The Australian dollar saw some strength overnight as an Australian index of leading economic indicators rose in April, suggesting economic growth will accelerate as consumer spending and exports increase. The index’s annualized growth rate was 6.7%. The lowest jobless rate in almost 33 years and increased wages are prompting consumers to spend more, while sales of commodities to China are stoking export earnings. “The Australian economy is very likely to have entered a period of strong sustained economic growth,” said Bill Evans, chief economist at WestPac Bank in Sydney. The leading index is “now signaling that strong growth can be sustained through the first half of 2008.”

We agree with these views that the commodity currencies are set to continue to increase over the rest of 2007. The New Zealand dollar and South African rand (ZAR) have slightly more risk due to the large amount of investments that have flowed into them as a result of the carry trades. Australia and Canada seem to be the safest way for investors to take advantage of the continued commodity demand, which is a result of the tremendous growth of the Asian markets. While our Commodity Index CD has been the best performing index over the last five years, our newest WorldEnergy Index CD combines these two currencies along with the Norwegian krone and British pound. If the trends we have seen shaping up continue, this new WorldEnergy Index CD could be our #1 performer going forward.

Finally, the yen (JPY) is getting some love from the head of economics and strategy for the Bank of America in Tokyo. According to Tomoko Fujii of BOA, the yen will rise 4.5% against the dollar by year-end as a Bank of Japan interest rate increase will discourage investors from borrowing the currency to buy higher yielding assets. The currency is expected to appreciate after an August rate increase and reach 118 per dollar as the so-called carry trades fade. “The yen is likely to enter a moderate upward trend in late summer,” said Fujii. “The pace of BOJ’s rate increases will accelerate next year, making the yen carry trade lose its popularity.”

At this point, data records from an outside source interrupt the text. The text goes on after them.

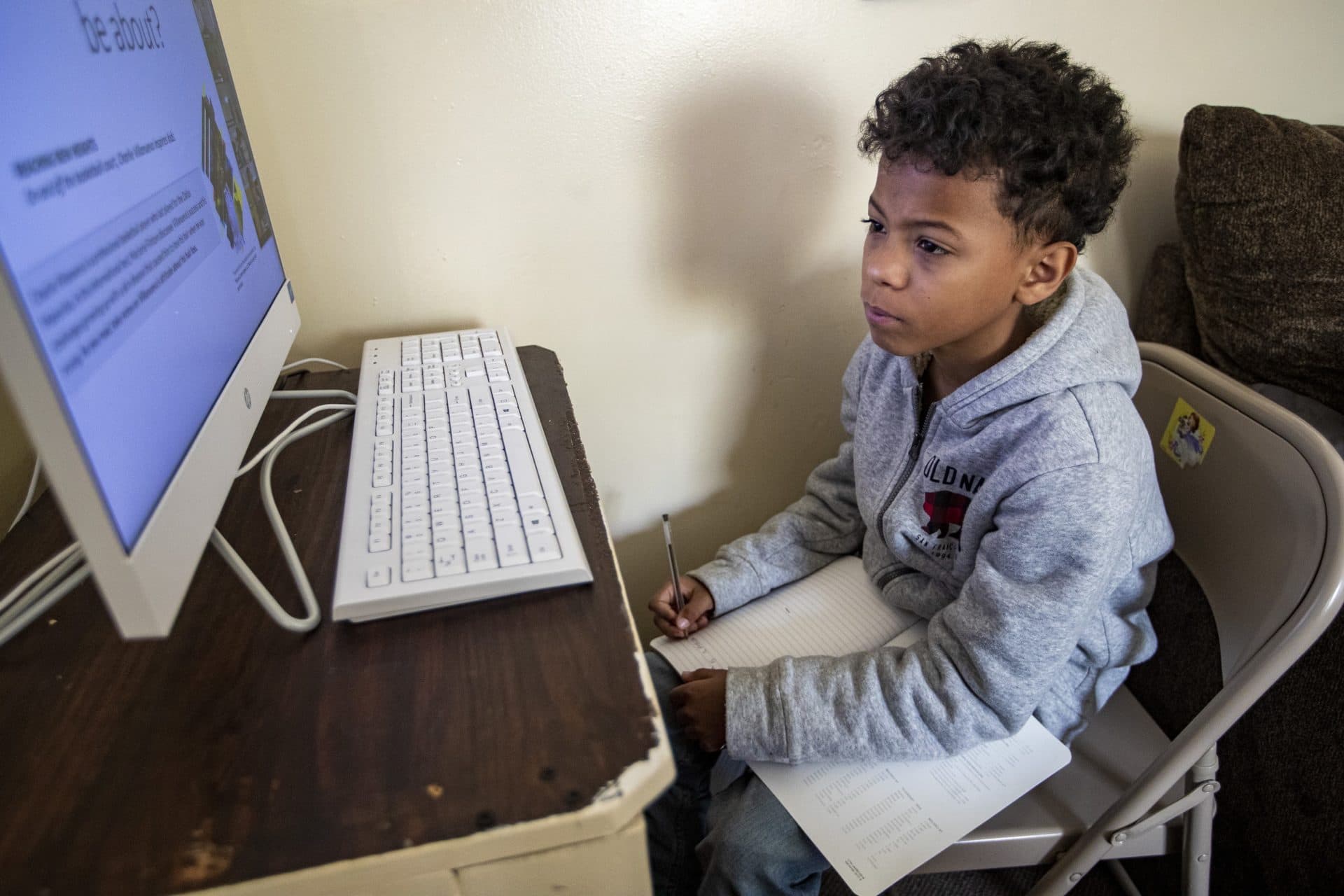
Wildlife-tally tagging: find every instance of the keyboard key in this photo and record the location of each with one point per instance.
(543, 547)
(417, 570)
(537, 523)
(533, 504)
(448, 539)
(480, 555)
(449, 561)
(512, 548)
(521, 463)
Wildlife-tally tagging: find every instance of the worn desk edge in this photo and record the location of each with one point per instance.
(613, 808)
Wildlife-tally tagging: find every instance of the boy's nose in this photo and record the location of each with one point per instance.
(888, 266)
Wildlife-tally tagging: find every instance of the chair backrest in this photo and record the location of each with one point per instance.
(1259, 520)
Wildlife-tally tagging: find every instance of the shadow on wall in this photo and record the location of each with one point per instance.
(752, 182)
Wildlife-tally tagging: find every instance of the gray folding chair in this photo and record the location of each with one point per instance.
(1259, 523)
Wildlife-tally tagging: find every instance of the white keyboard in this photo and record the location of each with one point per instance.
(452, 493)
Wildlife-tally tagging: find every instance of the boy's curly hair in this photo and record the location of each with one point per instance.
(1056, 133)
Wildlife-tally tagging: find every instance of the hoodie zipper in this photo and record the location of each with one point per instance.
(910, 460)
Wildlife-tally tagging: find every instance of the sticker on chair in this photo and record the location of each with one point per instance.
(1187, 437)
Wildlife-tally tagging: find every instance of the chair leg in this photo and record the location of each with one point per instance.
(1199, 830)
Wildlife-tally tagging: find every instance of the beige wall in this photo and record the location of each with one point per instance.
(667, 194)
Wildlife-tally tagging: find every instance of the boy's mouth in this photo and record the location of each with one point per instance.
(878, 316)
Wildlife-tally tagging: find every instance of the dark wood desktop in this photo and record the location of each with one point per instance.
(233, 750)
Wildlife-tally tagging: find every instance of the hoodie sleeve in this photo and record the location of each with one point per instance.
(806, 535)
(1058, 548)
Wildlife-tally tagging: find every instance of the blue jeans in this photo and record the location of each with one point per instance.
(738, 841)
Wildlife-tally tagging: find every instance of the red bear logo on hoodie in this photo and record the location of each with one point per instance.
(945, 510)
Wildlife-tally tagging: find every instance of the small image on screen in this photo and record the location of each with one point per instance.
(132, 227)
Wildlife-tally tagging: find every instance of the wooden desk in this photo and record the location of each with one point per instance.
(496, 747)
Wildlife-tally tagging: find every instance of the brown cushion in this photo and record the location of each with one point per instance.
(1260, 202)
(1164, 312)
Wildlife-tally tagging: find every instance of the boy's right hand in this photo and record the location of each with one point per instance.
(695, 615)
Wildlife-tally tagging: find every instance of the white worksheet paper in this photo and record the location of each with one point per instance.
(874, 821)
(878, 821)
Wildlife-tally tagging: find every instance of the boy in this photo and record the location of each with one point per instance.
(997, 480)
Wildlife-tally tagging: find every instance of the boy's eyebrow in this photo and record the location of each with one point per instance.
(920, 222)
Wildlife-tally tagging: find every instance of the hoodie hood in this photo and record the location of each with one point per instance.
(1084, 337)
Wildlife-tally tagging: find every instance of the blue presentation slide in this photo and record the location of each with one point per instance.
(132, 227)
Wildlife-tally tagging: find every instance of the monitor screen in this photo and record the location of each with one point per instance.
(132, 227)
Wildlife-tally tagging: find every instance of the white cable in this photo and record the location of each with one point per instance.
(65, 570)
(36, 574)
(320, 360)
(49, 583)
(27, 498)
(305, 590)
(265, 451)
(314, 394)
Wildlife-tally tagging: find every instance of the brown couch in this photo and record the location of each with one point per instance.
(1256, 288)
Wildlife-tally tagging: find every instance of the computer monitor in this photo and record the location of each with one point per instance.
(144, 312)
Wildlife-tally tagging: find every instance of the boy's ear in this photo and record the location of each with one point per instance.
(1053, 264)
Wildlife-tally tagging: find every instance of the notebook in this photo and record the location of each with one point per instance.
(875, 821)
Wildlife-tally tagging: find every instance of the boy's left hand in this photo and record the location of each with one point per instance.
(702, 707)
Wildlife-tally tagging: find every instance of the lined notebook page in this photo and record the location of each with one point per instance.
(874, 821)
(878, 821)
(831, 613)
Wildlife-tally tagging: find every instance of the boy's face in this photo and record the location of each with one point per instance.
(942, 270)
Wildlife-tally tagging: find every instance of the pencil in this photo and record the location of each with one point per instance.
(676, 578)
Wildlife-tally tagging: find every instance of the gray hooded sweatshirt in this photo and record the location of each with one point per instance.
(1019, 514)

But according to the Deputy Governor of the BOJ, Toshiro Muto, the Bank of Japan remains committed to increasing interest rates gradually as the economy extends its expansion and prices rise. Not as aggressively as Fujii suggests. “The pace of needed interest rate adjustments will be determined based on improvements in the economy and price situation,” Muto said in a speech last night. “We don’t have any predetermined schedule.” Schedule or not, interest rates in Japan need to be increased, and the currency will need to rise in order to offset the tremendous global imbalances which have built up in the markets. The longer the Bank of Japan officials wait to increase rates, the larger the impact will be on the currency markets. The undervalued yen is a pressure cooker with the carry trade providing the fuel. As soon as the BOJ moves rates up, the whole thing could blow. And on that cheery note, I will move on to the currency scorecard:

Currencies today: A$ .8465, kiwi .7611, C$ .9378, euro 1.3429, sterling 1.9926, Swiss .8085, ISK 62.01, rand 7.0848, krone 6.000, SEK 6.9288, forint 185.21, zloty 2.8158, koruna 21.4165, yen 123.52, sing 1.5355, HKD 7.8148, INR 40.76, China 7.6180, pesos 10.7199, dollar index 82.51, Silver $13.33, and Gold… $661.10

That’s it for today… I wanted to wish my daughter, Lauren, a very happy 9th Birthday today. We celebrated at a local Japanese steak house last night, where Lauren was treated to quite a show by our chef. Kristin just called to tell me she is running by Starbucks, but I’m still trying to stay away from caffeine (though I’m awfully tempted with these long days!). No wired Wednesday for me, but I hope everyone has a great hump day!